Responding to NHS England’s Five Year Forward View, Nuffield Trust Chief Executive Nigel Edwards said:
“This important report makes crystal clear that the NHS cannot continue with ‘business as usual’ if it is to meet the needs of a diverse and ageing population. It sends a firm signal to MPs of the dangers of any future NHS reorganisation and offers a starting point for politicians considering how to reform the NHS in the future.
“The Forward View sets out a radical vision of the different approaches that local areas can take to adapt for the future - from hospitals running GP surgeries - to groups of medical professionals, therapists and social workers buying health services for patients in their area. Unlike previous centrally imposed blueprints for the NHS, Simon Stevens expects this transition to be driven by local clinicians and managers working closely with patients.
“The report also acknowledges the scale of the financial challenge ahead. It recognises that there are big opportunities to improve the efficiency of the NHS but that there is a limit to how far these alone can fill the gap. The concept of ‘flat-real per person’ funding is an important one, as it reveals the true costs of caring for an ageing population. It would show politicians how much more they'd need to increase health spending above inflation to maintain high-quality services.”

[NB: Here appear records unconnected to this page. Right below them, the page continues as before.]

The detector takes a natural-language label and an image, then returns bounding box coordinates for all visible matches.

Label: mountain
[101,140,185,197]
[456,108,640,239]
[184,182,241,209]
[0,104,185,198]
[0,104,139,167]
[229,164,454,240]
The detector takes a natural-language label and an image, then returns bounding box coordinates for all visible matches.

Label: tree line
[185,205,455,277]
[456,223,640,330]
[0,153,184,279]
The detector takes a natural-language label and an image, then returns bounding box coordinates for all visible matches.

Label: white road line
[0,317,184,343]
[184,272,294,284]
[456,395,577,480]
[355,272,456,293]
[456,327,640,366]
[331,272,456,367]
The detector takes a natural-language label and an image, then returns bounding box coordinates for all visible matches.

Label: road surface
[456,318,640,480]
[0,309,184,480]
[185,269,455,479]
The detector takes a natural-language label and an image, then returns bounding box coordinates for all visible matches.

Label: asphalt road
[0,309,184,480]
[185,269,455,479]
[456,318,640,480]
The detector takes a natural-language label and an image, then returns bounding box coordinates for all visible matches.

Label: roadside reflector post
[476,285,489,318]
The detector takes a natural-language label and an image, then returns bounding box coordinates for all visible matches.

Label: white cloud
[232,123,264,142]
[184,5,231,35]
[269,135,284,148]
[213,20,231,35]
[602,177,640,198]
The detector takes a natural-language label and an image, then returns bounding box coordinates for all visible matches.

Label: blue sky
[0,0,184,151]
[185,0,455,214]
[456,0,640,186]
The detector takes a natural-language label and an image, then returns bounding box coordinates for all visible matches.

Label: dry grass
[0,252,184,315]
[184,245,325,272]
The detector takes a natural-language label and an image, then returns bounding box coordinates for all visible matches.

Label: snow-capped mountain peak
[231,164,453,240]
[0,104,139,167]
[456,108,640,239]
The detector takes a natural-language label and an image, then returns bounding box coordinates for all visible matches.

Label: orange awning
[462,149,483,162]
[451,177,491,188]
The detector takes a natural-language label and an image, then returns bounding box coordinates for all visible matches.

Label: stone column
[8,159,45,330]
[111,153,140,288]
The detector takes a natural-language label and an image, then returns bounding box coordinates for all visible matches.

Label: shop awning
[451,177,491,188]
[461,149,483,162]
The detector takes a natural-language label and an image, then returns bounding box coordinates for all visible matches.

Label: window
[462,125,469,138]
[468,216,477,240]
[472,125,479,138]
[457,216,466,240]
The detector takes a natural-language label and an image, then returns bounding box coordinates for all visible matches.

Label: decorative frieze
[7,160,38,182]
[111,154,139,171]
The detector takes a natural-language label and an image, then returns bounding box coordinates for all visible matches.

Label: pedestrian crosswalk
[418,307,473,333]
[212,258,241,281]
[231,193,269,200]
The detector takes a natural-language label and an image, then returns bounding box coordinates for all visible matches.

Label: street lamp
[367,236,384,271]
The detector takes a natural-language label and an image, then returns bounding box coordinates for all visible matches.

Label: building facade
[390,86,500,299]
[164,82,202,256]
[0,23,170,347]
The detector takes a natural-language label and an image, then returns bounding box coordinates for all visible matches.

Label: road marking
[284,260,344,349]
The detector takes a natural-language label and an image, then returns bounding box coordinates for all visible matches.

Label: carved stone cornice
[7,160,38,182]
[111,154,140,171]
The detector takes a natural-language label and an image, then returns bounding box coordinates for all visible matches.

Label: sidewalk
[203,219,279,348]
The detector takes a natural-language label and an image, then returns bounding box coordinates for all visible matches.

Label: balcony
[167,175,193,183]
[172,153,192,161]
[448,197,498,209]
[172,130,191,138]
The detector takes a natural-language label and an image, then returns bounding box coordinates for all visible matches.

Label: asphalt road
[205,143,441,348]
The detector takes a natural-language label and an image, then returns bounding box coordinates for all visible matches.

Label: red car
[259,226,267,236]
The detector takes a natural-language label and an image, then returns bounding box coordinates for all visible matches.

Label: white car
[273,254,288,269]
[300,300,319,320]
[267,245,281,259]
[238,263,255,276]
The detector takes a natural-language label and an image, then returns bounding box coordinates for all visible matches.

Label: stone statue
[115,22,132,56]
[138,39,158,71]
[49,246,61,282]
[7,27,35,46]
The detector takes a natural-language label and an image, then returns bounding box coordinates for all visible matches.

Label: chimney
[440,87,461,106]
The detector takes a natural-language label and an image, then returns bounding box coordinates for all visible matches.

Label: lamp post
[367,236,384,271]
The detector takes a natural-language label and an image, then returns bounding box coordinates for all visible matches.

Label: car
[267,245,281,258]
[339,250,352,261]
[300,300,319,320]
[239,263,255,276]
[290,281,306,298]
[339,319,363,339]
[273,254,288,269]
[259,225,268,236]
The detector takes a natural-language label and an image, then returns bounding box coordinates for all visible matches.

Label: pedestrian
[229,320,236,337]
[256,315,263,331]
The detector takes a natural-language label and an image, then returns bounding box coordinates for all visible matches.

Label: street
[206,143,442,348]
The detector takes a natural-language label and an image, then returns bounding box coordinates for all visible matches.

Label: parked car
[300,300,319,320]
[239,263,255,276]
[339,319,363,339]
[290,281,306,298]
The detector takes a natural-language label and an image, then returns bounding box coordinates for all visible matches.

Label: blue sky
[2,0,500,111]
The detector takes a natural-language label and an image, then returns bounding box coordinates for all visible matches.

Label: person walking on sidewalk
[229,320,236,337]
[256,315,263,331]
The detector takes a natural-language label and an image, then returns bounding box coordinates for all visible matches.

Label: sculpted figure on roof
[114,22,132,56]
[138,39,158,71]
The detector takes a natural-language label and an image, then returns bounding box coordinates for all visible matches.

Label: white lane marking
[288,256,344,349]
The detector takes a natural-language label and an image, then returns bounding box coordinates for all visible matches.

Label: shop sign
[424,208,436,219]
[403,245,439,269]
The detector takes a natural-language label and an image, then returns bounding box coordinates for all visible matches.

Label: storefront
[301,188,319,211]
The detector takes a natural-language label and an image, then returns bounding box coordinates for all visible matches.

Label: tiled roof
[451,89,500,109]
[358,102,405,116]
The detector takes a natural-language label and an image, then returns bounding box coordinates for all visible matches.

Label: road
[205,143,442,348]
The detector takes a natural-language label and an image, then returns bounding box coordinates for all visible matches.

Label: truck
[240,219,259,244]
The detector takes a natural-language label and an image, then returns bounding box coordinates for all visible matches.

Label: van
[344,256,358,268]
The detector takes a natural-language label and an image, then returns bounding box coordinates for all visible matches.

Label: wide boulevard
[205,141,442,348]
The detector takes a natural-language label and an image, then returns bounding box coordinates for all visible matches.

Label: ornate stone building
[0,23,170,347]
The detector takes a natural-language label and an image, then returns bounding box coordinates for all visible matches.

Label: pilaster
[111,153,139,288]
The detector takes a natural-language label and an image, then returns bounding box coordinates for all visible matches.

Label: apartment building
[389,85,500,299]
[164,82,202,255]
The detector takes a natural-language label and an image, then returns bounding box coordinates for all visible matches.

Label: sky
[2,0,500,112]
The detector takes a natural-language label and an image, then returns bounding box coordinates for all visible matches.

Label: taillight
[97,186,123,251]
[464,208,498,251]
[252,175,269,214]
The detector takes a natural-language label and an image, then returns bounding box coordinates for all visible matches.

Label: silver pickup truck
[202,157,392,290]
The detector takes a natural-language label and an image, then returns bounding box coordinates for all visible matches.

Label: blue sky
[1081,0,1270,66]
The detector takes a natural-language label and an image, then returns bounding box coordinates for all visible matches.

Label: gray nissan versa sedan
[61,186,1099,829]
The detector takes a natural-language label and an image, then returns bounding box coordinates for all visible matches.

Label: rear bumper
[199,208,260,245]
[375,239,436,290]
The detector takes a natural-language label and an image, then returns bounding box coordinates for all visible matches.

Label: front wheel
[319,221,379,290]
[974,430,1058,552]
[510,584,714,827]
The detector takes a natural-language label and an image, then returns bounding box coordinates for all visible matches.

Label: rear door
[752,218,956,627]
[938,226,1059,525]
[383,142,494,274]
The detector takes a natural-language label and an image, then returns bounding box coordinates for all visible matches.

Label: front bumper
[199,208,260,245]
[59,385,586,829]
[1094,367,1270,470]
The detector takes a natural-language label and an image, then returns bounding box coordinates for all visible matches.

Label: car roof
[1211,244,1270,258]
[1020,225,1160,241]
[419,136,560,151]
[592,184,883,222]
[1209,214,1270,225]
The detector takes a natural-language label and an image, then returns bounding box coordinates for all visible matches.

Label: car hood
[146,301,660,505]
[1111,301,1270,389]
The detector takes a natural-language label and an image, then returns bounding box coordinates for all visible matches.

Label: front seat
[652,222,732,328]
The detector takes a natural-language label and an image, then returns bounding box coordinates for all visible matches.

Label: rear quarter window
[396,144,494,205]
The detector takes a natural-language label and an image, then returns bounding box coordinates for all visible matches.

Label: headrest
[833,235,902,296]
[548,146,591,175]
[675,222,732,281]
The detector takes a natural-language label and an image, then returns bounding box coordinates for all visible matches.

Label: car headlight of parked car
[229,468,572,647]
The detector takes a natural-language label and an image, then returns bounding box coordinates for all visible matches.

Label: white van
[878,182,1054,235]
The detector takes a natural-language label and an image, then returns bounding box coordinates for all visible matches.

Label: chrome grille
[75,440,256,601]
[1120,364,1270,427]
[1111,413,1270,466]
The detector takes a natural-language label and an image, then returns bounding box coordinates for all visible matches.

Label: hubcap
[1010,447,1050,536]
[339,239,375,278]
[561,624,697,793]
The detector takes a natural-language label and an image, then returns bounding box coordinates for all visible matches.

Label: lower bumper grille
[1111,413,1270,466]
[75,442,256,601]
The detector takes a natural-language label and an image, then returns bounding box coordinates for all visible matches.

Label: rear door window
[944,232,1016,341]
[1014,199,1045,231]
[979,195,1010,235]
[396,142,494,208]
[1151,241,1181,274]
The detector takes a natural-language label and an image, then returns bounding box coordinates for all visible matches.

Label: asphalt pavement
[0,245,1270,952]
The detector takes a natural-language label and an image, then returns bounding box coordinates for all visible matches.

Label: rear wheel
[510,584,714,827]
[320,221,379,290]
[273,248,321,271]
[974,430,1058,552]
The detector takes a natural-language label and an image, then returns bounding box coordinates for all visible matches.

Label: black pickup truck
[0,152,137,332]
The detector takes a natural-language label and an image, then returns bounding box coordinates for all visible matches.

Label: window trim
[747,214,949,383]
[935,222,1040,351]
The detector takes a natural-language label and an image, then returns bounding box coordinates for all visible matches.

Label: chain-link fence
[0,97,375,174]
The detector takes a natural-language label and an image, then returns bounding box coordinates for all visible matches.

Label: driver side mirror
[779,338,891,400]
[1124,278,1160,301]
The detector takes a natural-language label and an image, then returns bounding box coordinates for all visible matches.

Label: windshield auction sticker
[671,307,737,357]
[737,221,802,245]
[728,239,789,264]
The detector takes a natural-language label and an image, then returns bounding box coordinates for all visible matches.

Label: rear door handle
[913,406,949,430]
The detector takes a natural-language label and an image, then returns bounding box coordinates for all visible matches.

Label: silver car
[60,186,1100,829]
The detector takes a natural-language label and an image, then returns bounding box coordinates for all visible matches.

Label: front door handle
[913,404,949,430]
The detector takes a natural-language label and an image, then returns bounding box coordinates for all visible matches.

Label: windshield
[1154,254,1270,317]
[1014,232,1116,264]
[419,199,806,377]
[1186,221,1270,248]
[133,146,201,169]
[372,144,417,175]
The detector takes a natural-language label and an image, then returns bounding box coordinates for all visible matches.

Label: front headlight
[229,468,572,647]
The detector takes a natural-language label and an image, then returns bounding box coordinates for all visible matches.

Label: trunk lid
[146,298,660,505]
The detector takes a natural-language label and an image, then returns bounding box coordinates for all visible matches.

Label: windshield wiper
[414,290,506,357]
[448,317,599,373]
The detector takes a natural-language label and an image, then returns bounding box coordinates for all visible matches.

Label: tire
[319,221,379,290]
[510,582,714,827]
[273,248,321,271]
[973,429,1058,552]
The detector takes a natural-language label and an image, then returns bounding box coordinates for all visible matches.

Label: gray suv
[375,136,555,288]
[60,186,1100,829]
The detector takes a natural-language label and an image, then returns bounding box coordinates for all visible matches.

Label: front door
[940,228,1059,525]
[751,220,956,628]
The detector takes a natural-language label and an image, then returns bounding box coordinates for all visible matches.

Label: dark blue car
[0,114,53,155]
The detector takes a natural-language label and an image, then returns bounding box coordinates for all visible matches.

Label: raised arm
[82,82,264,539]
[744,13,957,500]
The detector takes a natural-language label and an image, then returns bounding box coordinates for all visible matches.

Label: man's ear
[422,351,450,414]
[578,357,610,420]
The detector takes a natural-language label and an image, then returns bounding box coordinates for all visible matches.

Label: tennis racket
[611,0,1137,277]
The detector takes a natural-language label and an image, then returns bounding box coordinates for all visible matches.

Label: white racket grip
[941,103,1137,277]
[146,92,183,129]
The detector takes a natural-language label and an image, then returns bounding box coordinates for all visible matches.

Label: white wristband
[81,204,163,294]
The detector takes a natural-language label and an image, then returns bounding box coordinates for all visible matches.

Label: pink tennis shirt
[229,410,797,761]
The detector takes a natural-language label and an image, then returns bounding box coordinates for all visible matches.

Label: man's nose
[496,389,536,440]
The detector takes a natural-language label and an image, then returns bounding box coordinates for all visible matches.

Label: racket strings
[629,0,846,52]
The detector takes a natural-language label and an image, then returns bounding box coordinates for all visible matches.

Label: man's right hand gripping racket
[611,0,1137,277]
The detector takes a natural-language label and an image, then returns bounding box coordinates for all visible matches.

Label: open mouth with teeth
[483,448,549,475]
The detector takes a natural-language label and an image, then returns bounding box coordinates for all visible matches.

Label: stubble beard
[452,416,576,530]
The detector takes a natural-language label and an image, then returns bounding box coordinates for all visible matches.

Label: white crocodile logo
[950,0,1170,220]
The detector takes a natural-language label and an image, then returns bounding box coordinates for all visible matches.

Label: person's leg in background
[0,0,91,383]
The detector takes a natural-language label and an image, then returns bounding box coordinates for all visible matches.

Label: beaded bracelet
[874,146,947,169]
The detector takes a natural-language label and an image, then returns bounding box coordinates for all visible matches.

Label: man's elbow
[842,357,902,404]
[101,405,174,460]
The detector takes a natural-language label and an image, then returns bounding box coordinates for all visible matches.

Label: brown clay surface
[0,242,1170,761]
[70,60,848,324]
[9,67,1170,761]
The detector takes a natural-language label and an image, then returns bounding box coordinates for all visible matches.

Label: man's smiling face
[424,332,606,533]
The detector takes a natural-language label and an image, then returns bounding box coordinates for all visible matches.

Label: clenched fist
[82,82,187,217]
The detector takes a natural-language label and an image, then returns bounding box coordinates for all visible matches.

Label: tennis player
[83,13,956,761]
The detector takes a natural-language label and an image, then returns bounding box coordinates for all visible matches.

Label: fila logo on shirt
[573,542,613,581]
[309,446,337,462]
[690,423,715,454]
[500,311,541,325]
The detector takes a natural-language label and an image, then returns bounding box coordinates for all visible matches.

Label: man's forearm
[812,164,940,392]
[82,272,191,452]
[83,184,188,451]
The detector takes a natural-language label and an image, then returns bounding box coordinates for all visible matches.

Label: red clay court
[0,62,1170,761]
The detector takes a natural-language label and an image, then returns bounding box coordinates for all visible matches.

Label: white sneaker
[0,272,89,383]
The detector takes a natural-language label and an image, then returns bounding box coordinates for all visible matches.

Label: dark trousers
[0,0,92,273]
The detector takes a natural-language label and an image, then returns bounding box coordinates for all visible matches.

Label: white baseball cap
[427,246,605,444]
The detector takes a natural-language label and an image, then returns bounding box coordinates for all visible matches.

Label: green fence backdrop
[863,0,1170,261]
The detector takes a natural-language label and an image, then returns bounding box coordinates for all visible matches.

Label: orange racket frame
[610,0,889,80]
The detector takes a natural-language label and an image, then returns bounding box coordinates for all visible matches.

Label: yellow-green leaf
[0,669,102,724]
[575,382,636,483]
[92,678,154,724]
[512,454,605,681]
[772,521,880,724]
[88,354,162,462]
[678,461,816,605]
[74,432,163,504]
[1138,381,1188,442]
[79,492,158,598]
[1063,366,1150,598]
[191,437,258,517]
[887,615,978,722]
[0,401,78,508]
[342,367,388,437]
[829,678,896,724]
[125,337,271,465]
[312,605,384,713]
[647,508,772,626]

This important report makes crystal clear that the NHS cannot continue with ‘business as usual’ if it is to meet the needs of a diverse and ageing population. Nigel Edwards, Chief Executive, Nuffield Trust
Nigel Edwards outlined three challenges for the Forward View:
1. NHS funding
“Without a sustainable long term funding plan for the NHS, it is hard to see how these radical changes can happen. The plan outlines the intention to develop a ‘pump-prime model’ to help services make these changes. But with NHS organisations increasingly going into the red and 2015/16 looking to be a crunch year for the NHS finances, there is a real danger that any money from this will end up papering over the cracks caused by deficits. This is especially likely if a ‘pump-prime model’ or transformation fund is centrally funded and administered.”
2. Social care
"Much of the change needed is to encourage more care out of hospital, which relies on properly funded social care. We have shown that the need for 17,000 extra hospital beds by 2022 could be avoided if there is excellent and coordinated care in the community. But this would cost money and social care has been cut to the bone. We now need a Five Year Forward View for social care.”
3. Behavioural change
"The report is a refreshing break from the top down diktat so often seen in health policy, which relies too heavily on detailed financial incentives and eye-catching initiatives. But this will require local clinicians, communities and commissioners to step up to the plate, and it will need politicians to step back from the desire to ‘fix’ problems with one-size fits all solutions. If we can get this right, it promises to be more effective than past attempts to reform the NHS. But it is a risky approach which needs high quality leadership at all levels of the NHS – from clinicians right through to political leaders.”
Notes to editors
- Nigel Edwards played an informal advisory role to NHS England on the development of the Forward View, particularly focusing on new models of care
- The Nuffield Trust’s recent analysis on the pressures on hospital beds is cited in the NHS England Forward View. This found that the growing and ageing population alone would mean the NHS needs an addition 17,000 hospital beds by 2022 unless significant progress can be made in improving hospital productivity and community care.